In terms of outgoing usage, it is conceivable that non-software material — such as a comprehensive ontology — may transfer intellectual property to an aligned codebase under immiscible licensing (Morrison 2023). Recall that CC0‑1.0 is not automatically inbound compatible with MIT or any other approved open‑source software license. This eventuality provides the reason why CC0‑1.0 alone might not offer sufficient legal grants in relation to logical conjunction.

Other matters

There is a no‑attribution version of the MIT license designated MIT‑0 which lacks the attribution paragraph. The attribution paragraph requires re‑users to retain the original copyright notice, the attribution paragraph, and the liability disclaimer. The MIT‑0 license is not considered further here.

There is work being undertaken to formalize and characterize public license terms and conditions so they can be subject to automated processing. That work does not extend to non‑software licenses. Some more here:

The Creative Commons CC0 FAQ claims that CC0‑1.0 is suitable for software under the header: May I apply CC0 to computer software? If so, is there a recommended implementation? I cannot agree with Creative Commons for the reasons provided in this posting.

Conclusions

I regard AND to be the correct joiner for mixed-content material, thus with the SPDX construction CC0‑1.0 AND MIT. For the following reasons:[8]
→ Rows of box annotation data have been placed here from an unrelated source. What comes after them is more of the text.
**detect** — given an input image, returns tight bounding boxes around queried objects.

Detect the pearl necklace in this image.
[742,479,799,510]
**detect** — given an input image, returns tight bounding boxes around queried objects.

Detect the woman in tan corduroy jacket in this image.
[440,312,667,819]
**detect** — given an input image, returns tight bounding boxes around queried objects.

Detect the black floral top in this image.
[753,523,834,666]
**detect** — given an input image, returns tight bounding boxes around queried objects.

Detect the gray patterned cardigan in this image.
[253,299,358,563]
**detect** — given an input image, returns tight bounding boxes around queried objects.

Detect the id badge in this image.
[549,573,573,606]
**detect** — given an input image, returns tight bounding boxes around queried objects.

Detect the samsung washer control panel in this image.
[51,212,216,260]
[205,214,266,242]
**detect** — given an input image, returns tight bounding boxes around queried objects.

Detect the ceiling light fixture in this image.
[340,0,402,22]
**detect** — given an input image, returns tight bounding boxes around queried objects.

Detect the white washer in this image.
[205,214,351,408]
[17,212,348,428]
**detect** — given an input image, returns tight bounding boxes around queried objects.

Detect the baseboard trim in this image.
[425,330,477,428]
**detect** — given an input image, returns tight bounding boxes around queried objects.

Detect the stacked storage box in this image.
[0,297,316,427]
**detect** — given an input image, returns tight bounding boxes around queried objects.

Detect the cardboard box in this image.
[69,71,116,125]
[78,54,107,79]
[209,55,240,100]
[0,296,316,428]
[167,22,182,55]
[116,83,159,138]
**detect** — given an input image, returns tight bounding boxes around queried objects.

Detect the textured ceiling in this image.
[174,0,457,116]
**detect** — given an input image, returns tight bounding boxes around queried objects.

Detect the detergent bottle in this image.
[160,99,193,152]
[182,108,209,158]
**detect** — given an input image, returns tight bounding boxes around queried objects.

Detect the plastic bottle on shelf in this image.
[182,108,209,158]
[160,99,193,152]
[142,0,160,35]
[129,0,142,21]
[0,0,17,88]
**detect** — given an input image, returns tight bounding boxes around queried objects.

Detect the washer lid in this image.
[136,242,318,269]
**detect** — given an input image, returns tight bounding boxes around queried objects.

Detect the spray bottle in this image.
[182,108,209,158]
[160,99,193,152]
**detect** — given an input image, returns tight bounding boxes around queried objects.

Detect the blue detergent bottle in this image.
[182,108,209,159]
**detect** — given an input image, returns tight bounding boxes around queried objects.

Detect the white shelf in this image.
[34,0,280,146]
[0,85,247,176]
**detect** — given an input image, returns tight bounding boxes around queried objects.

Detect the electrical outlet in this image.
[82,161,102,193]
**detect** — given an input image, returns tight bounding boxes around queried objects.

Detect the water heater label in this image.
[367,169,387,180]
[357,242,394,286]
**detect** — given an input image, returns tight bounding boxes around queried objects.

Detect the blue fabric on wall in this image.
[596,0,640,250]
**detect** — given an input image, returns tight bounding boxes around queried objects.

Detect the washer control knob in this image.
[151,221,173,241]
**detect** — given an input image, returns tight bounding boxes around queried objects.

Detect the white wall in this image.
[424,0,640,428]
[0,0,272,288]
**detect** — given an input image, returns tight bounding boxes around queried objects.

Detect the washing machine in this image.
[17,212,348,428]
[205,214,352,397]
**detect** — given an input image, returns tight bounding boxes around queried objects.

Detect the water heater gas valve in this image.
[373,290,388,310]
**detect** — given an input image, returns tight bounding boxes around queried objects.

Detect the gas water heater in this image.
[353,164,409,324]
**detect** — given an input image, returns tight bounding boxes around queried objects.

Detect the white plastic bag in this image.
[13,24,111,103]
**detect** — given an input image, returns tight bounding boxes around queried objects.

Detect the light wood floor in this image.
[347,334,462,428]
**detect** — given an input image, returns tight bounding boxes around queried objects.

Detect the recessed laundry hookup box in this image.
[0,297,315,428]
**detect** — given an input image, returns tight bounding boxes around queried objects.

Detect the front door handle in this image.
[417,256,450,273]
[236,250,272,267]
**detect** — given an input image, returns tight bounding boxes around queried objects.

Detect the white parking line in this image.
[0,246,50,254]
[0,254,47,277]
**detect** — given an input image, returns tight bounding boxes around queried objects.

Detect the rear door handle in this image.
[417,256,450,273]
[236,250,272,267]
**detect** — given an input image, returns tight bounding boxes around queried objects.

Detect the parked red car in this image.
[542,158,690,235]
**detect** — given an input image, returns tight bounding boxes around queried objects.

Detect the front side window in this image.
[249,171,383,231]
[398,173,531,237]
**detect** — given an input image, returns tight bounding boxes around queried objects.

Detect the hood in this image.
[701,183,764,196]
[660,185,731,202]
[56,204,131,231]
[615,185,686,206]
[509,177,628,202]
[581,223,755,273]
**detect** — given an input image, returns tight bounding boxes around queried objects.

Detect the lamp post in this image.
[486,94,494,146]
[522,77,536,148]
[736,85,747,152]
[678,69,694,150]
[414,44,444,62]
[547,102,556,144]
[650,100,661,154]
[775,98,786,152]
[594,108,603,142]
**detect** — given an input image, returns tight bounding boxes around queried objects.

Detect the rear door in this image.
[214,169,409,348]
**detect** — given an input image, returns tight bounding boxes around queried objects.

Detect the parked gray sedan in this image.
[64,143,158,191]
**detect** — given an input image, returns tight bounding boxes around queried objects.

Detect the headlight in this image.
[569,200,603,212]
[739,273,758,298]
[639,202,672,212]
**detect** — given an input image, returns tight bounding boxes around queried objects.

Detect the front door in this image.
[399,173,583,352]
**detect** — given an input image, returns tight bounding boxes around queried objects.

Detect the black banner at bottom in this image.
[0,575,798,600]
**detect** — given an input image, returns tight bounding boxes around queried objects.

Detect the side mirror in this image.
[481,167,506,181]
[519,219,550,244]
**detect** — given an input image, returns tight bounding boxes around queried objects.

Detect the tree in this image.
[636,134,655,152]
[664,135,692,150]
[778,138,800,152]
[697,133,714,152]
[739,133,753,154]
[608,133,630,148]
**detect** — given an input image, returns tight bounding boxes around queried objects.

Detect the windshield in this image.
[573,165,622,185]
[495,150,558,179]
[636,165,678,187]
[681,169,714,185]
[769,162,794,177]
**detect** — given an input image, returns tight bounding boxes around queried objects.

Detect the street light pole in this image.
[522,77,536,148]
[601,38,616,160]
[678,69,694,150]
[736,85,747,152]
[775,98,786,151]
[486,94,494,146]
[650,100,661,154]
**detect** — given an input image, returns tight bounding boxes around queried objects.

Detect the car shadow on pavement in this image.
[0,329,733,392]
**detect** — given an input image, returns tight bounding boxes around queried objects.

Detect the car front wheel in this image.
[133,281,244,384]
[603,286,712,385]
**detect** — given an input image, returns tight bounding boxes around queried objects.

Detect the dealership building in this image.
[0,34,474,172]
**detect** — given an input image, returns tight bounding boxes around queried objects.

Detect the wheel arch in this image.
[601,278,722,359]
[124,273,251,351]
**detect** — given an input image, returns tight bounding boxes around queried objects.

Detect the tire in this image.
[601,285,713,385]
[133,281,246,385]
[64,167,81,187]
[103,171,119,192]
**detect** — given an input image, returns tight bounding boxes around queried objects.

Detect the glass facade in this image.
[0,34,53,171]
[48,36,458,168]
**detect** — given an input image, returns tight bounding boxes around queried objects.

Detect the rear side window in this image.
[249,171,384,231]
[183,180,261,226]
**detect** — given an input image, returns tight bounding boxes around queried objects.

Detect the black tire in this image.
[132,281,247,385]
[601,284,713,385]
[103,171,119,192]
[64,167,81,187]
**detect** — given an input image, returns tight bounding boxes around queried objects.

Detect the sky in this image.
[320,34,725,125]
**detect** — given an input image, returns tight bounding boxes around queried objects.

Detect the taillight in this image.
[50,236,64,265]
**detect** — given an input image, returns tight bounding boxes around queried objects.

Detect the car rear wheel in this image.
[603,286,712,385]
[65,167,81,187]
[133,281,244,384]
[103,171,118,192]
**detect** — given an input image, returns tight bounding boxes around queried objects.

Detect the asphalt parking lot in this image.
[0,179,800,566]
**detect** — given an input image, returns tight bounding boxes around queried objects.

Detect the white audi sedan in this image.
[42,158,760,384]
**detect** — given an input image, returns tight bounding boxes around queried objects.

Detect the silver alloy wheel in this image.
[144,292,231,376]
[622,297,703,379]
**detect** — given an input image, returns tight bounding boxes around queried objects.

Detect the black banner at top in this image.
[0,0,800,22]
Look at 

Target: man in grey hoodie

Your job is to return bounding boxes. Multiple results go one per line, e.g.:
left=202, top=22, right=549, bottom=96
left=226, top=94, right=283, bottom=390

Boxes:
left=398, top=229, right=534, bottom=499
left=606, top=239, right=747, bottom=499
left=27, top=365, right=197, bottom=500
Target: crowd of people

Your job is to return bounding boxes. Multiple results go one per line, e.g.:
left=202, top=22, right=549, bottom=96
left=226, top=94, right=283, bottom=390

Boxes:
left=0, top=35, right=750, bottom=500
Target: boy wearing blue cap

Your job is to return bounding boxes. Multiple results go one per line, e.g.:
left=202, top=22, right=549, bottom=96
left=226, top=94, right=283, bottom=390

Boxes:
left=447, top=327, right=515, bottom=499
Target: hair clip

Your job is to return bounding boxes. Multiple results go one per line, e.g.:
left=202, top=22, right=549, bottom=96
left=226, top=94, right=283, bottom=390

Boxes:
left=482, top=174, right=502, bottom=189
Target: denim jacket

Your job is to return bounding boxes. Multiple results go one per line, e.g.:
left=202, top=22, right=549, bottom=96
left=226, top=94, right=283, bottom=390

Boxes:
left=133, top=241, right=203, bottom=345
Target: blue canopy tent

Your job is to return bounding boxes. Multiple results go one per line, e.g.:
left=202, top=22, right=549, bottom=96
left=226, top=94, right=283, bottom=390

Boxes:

  • the two licenses are compatible under logical conjunction

  • continuing, the required license notices and attribution requirements of MIT are not mutually exclusive with CC0‑1.0

  • under an OR joiner for instance, a re‑distributor would be able to remove one of the licenses and then disseminate accordingly — usually not what is intended

While I regard OR to be the correct joiner for multi‑role or multi‑purpose material with the SPDX construction CC0‑1.0 OR MIT. In this application area:

  • a key objective is to provide for the least compliance friction and the widest adoption

  • the material will often be used to inform distinct works that class solely as software, data, or written content in legal terms, so the application of a single license should perform if elected

  • the user may opt to retain both licenses under logical disjunction to license their host work — while noting that they are not under any legal obligation to do so

  • it is generally unlikely that the kinds of multi‑role projects under consideration will be forked and relicensed under just one instrument — thereby losing the legal flexibility that this form of dual licensing provides

Summarized pictorially:

If the material under consideration does not contain software in some manner — or is not used to tangibly inform the design of software — then CC0‑1.0 alone might be the better choice. CC0‑1.0 provides no requirements to attribute or track provenance — and that can be advantageous.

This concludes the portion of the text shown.